Orbiting approximately 280 miles above ground, these tiny satellites will unfurl Mylar sails some 30 feet in diameter to catch and reflect sunlight, creating a pixelated matrix. StartRocket has proposed using this tech to display a knockoff of the Coca-Cola logo and other brand emblems, as well as allow governments to flash urgent notifications during emergencies.
Vladilen Sitnikov, StartRocket’s CEO, describes himself as an advertising guy with a “crazy idea.”
He approached SkolTech, a private university in Moscow, to figure out the technical details, contracting a team of engineers to develop a prototype. If the company can find the money, their first test launch could happen in 2021.
“It’s human nature to advertise everything … Brands [are] a beautiful part of humankind,” Sitnikov says in a video call. He compares his efforts to Elon Musk and SpaceX, who last year launched a Tesla into space, which many considered an advertisement.
Sitnikov also compared Orbital Display to banner-towing airplanes.
Like most CubeSats, the billboard will have planned obsolescence and won’t last more than a year, the company says. The Orbital Display will only be viewable in evening and morning twilight, when the cubes catch sunlight while the observer is in darkness, according to Patrick Seitzer, an astronomy professor at the University of Michigan in Ann Arbor.

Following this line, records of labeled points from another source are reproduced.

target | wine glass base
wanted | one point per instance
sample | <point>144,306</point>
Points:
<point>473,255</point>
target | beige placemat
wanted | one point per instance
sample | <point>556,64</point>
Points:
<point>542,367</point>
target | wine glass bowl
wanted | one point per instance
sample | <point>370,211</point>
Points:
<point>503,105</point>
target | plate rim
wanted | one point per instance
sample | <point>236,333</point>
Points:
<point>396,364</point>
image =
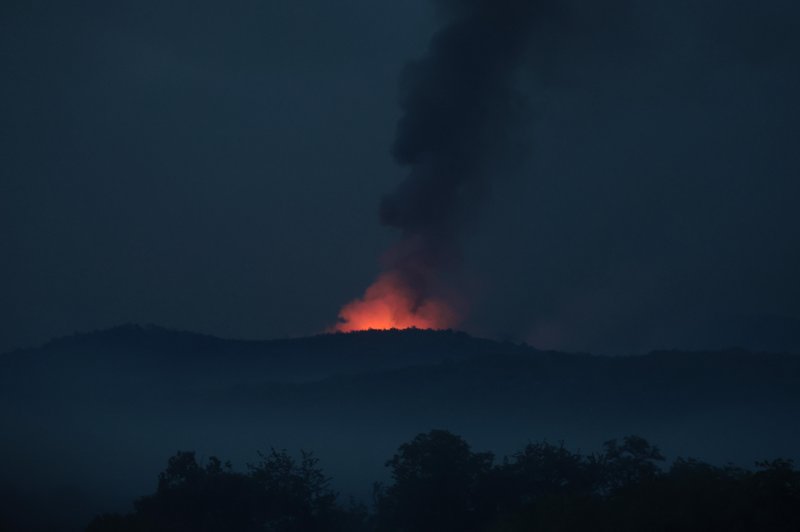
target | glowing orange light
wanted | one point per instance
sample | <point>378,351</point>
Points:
<point>389,304</point>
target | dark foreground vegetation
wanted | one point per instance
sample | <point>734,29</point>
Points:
<point>440,484</point>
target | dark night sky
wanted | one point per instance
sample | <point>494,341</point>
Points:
<point>218,167</point>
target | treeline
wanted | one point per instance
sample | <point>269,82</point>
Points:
<point>439,484</point>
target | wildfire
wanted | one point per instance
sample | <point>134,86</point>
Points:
<point>390,304</point>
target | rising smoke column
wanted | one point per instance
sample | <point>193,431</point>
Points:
<point>458,105</point>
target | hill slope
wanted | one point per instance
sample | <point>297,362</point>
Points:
<point>96,415</point>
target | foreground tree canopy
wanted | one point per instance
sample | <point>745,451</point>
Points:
<point>440,484</point>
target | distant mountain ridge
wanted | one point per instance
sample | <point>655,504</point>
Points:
<point>90,409</point>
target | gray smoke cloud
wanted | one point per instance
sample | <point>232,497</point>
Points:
<point>459,105</point>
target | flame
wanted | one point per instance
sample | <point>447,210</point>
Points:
<point>390,304</point>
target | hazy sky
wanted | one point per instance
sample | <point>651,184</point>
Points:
<point>218,167</point>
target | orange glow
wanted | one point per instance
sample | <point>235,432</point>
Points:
<point>389,304</point>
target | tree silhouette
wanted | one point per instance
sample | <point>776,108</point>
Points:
<point>436,483</point>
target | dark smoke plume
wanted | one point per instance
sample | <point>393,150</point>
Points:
<point>458,103</point>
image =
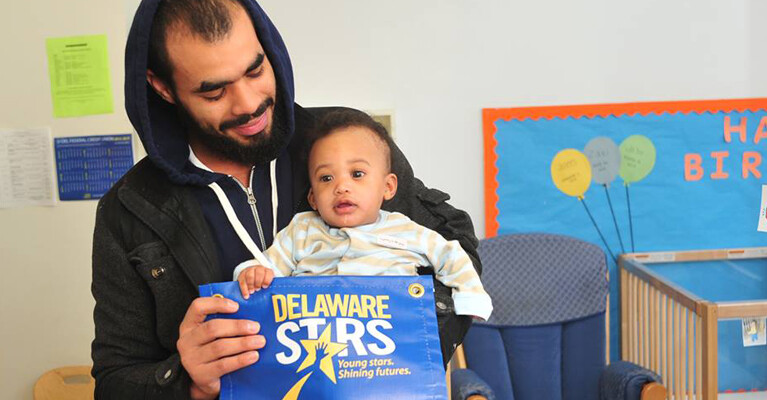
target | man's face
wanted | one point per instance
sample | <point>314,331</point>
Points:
<point>226,93</point>
<point>350,179</point>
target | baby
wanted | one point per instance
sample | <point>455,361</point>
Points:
<point>348,233</point>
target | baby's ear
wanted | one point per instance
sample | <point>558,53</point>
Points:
<point>310,198</point>
<point>390,186</point>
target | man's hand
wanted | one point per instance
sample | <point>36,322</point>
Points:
<point>210,349</point>
<point>253,279</point>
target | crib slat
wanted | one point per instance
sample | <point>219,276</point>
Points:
<point>709,349</point>
<point>690,354</point>
<point>653,329</point>
<point>624,314</point>
<point>698,361</point>
<point>664,343</point>
<point>642,324</point>
<point>677,369</point>
<point>683,350</point>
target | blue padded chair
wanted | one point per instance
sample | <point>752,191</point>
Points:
<point>546,338</point>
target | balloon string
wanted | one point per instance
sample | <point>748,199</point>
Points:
<point>631,223</point>
<point>615,221</point>
<point>583,201</point>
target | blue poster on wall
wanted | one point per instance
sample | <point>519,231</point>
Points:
<point>339,337</point>
<point>87,166</point>
<point>693,182</point>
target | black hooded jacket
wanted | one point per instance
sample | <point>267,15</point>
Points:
<point>156,238</point>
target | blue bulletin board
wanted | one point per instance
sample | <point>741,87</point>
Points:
<point>702,189</point>
<point>87,166</point>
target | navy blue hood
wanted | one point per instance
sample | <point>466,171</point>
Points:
<point>157,121</point>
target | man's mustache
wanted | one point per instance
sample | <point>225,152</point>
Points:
<point>244,119</point>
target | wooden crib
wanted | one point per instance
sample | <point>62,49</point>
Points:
<point>671,331</point>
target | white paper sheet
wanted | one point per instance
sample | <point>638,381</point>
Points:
<point>763,211</point>
<point>26,168</point>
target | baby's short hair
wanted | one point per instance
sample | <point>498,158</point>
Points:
<point>343,117</point>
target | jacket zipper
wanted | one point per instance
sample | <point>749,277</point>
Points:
<point>253,207</point>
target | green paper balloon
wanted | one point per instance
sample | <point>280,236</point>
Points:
<point>637,158</point>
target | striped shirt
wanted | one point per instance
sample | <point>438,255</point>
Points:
<point>393,245</point>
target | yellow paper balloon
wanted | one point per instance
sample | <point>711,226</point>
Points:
<point>571,172</point>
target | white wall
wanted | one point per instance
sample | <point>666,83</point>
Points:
<point>436,63</point>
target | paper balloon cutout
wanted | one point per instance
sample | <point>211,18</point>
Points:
<point>571,172</point>
<point>605,159</point>
<point>637,158</point>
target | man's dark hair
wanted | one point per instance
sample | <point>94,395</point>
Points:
<point>210,20</point>
<point>348,117</point>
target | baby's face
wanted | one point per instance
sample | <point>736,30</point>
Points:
<point>348,171</point>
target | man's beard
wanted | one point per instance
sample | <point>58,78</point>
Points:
<point>258,149</point>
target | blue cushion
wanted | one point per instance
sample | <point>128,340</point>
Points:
<point>583,357</point>
<point>535,361</point>
<point>486,355</point>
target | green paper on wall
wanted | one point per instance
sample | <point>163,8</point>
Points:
<point>79,70</point>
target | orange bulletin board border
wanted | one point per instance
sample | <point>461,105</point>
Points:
<point>491,115</point>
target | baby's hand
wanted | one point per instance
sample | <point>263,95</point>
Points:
<point>253,279</point>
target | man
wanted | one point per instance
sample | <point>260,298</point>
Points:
<point>209,89</point>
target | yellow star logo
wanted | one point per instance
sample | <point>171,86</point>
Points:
<point>328,349</point>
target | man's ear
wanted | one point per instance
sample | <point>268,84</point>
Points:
<point>310,198</point>
<point>390,186</point>
<point>160,86</point>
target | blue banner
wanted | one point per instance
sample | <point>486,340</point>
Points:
<point>339,337</point>
<point>703,190</point>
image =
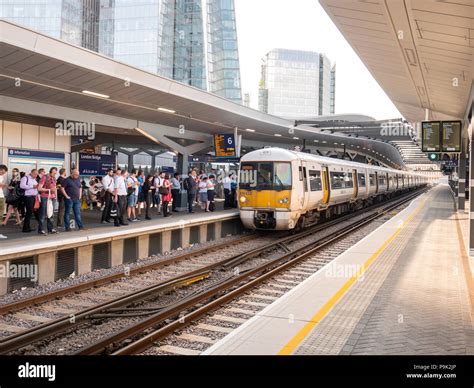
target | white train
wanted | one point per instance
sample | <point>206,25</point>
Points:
<point>281,189</point>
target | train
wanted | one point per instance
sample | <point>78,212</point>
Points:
<point>281,189</point>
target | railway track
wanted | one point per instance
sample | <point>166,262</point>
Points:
<point>223,281</point>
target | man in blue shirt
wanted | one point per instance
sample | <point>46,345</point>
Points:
<point>72,191</point>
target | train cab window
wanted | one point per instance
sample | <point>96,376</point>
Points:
<point>265,176</point>
<point>315,180</point>
<point>361,180</point>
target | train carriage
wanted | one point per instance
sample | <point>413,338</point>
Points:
<point>281,189</point>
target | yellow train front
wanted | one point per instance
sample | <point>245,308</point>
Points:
<point>268,195</point>
<point>281,189</point>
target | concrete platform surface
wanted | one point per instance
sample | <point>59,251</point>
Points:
<point>410,294</point>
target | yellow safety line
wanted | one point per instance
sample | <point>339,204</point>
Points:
<point>301,335</point>
<point>466,267</point>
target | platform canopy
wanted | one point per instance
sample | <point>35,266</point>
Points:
<point>420,52</point>
<point>45,77</point>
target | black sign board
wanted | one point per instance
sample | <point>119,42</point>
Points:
<point>451,139</point>
<point>430,135</point>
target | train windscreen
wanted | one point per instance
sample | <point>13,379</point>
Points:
<point>265,176</point>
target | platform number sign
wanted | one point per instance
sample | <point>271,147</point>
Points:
<point>224,145</point>
<point>431,139</point>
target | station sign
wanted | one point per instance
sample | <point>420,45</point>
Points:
<point>451,140</point>
<point>95,164</point>
<point>19,153</point>
<point>430,135</point>
<point>224,145</point>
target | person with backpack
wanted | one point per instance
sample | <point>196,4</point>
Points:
<point>147,190</point>
<point>13,197</point>
<point>166,195</point>
<point>47,191</point>
<point>72,191</point>
<point>120,197</point>
<point>133,187</point>
<point>211,193</point>
<point>189,184</point>
<point>109,190</point>
<point>29,184</point>
<point>203,193</point>
<point>61,205</point>
<point>175,188</point>
<point>158,184</point>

“You’ll never see them at midnight, for example,” he says in an email. “Depending on the orbit chosen, they might be visible for a few days, and then not visible for a week or more.”

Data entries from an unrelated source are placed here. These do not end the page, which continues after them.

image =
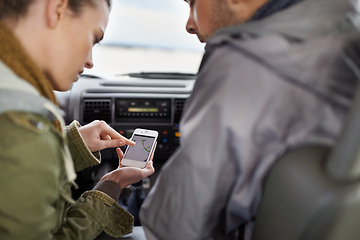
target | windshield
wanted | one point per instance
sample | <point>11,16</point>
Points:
<point>147,36</point>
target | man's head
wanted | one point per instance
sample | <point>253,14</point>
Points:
<point>207,16</point>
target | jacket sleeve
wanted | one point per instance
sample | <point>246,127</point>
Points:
<point>36,193</point>
<point>80,153</point>
<point>192,189</point>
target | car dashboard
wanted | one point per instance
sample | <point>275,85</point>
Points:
<point>139,100</point>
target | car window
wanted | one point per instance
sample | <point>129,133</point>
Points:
<point>147,36</point>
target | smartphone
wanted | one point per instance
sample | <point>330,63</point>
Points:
<point>139,155</point>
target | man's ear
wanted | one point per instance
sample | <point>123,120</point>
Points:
<point>55,11</point>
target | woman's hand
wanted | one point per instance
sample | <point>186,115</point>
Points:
<point>124,176</point>
<point>98,135</point>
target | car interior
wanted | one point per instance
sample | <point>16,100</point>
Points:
<point>320,200</point>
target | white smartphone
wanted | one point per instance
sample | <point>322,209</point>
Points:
<point>139,155</point>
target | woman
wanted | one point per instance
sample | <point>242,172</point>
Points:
<point>44,46</point>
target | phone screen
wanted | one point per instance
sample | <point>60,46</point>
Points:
<point>142,148</point>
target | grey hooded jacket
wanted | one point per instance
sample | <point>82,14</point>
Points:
<point>263,88</point>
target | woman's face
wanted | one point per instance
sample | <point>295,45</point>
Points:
<point>72,43</point>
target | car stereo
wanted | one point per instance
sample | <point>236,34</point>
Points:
<point>127,103</point>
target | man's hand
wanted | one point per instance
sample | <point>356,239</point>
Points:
<point>98,135</point>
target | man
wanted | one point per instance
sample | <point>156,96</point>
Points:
<point>206,17</point>
<point>263,88</point>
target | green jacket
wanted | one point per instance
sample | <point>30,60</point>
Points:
<point>37,165</point>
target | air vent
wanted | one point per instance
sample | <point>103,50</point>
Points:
<point>179,106</point>
<point>97,109</point>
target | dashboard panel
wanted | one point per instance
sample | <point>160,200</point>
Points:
<point>151,101</point>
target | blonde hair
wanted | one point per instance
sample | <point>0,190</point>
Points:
<point>18,8</point>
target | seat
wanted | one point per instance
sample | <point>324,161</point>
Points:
<point>313,192</point>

He added: “Space is getting increasingly crowded. There are over 20,000 objects with orbits in the official public catalog maintained by the US Air Force. Less than 10% of those objects are active satellites while the rest are dead satellites, old rocket bodies, and parts of spacecraft.”
Astronomer John Barentine, a member of the American Astronomical Society’s Committee on Light Pollution, Radio Interference, and Space Debris, says these space billboards could qualify as both light pollution and space debris and possibly even disrupt radio signals.
“It’s a threat to the ability to do astronomical research from the ground,” he says, noting that SpaceX’s plans to add at least another 7,500 CubeSats into low-Earth orbit will also factor into the problem. “Every one of those moving blips of light in the night sky is something that can interfere with our ability to collect photons from astronomical sources.”
The Federal Communications Commission recently proposed updates to mitigating orbital debris, but they aren’t law yet, and don’t address advertising.